Gericht: Oberlandesgericht Schleswig
Beschluss verkündet am 13.07.2000
Aktenzeichen: 2 W 107/00
Rechtsgebiete: FGG


Vorschriften:

FGG § 55
FGG § 62
Kündigt der/die Rechtspfleger/in die vormundschaftsgerichtliche Genehmigung eines Erbteilsveräußerungs- und Übertragungsvertrages nicht durch einen Vorbescheid an, bleibt die gegen die vormundschaftsgerichtliche Genehmigung eingelegte Beschwerde zulässig.

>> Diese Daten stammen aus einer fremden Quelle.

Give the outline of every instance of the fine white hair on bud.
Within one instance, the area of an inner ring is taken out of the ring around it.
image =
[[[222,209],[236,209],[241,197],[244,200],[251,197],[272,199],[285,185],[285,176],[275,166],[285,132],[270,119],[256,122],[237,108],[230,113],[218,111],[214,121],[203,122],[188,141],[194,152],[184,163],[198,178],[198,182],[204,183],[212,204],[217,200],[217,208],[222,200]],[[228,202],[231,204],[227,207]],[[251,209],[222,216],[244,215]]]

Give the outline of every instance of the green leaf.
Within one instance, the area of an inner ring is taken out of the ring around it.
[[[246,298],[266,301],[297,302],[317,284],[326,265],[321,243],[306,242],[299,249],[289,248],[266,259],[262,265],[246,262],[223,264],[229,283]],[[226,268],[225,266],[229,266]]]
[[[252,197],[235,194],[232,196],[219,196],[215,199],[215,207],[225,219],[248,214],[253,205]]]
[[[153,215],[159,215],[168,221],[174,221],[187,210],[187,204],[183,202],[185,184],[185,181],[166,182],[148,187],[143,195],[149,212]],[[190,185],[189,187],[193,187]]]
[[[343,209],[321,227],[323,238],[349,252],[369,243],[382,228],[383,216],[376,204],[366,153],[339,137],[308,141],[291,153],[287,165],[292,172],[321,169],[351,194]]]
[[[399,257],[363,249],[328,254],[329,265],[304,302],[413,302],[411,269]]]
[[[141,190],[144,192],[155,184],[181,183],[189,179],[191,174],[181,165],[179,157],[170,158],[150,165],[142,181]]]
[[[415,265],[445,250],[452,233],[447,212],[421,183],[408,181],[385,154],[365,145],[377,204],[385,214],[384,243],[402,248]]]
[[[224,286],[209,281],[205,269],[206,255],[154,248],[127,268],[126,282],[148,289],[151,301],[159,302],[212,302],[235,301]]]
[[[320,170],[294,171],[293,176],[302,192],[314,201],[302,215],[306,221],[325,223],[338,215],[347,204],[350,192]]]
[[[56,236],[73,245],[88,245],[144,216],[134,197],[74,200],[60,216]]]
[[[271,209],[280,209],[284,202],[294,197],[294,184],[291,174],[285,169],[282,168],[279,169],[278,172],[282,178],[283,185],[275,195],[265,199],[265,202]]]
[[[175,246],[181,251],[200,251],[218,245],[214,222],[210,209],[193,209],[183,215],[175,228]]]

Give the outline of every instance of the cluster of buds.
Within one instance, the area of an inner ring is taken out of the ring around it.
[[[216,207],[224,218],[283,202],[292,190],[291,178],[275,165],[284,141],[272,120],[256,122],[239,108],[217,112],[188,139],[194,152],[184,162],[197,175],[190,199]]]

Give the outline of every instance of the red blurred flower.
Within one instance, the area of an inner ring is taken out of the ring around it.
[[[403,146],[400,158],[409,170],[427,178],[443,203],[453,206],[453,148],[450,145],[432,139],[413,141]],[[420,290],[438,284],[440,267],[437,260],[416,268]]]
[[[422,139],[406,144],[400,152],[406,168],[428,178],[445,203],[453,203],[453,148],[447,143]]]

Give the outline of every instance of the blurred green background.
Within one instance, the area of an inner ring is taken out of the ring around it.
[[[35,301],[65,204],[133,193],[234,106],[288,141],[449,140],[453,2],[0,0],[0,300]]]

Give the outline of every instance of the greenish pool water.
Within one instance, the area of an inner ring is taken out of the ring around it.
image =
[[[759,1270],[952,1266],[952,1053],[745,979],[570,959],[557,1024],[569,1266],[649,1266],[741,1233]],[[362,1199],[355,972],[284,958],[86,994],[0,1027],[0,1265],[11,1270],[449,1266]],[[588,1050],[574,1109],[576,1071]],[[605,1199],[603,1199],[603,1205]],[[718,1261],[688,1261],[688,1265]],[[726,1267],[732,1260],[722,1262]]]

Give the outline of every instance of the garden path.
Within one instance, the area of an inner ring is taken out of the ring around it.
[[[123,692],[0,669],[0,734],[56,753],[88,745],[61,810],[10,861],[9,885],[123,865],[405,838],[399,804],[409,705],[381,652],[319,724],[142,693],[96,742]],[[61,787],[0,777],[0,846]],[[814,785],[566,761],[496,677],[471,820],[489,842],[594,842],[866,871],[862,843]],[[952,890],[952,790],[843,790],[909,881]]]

SchlHOLG, 2. ZS, Beschluß vom 13. Juli 2000, - 2 W 107/00 -


Beschluß

2 W 107/00 7 T 266/00 LG Lübeck 2 XVII M 49 AG Reinbek

In der Betreuungssache

betreffend die am 24.09.1905 geborene Frau ...,

- Pfleger für das Verfahren: Rechtsanwalt Volker Liedtke, Klosterbergenstraße 67 b, 21465 Reinbek -

beteiligt:

Frau Annelore Machinia, Mühlenweg 2, 21039 Börnsen, als Betreuerin,

hat der 2. Zivilsenat des Schleswig-Holsteinischen Oberlandesgerichts in Schleswig auf die weitere Beschwerde der Betroffenen vom 15.6.2000 gegen den Beschluß der 7. Zivilkammer des Landgerichts Lübeck vom 23.5.2000 durch die Richter Lindemann, Schupp und Stapel am 13.7.2000

beschlossen:

Tenor:

Auf die Beschwerde wird der angefochtene Beschluß aufgehoben und die Sache zur erneuten Behandlung und Entscheidung an das Landgericht zurückverwiesen.

Gründe

I.

Die Beteiligte ist zur Betreuerin der Betroffenen u. a. für den Aufgabenkreis Vermögenssorge bestellt worden. Die Betroffene war zu 3/20 an einer Erbengemeinschaft beteiligt, der ein Hausgrundstück in H... gehörte. Die Beteiligte hat diesbezüglich unter Vorlage eines Wertgutachtens die Genehmigung eines Erbteilsveräußerungs- und Übertragungsvertrages vom 23.11.1999 - Urkundenrolle Nr. ... des Notars T... in Hamburg (Bl. 119 ff d. A.) - beantragt. Abschnitt V dieses Vertrages lautet wie folgt:

"Vormundschaftsgerichtliche Genehmigung

Der Vertrag bedarf zu seiner Wirksamkeit der Genehmigung des Vormundschaftsgerichts, er ist bis zu deren Erteilung schwebend unwirksam und im Falle der Nichterteilung der Genehmigung nichtig (§§ 1908 i, 1821 Nr. 1, 139 BGB).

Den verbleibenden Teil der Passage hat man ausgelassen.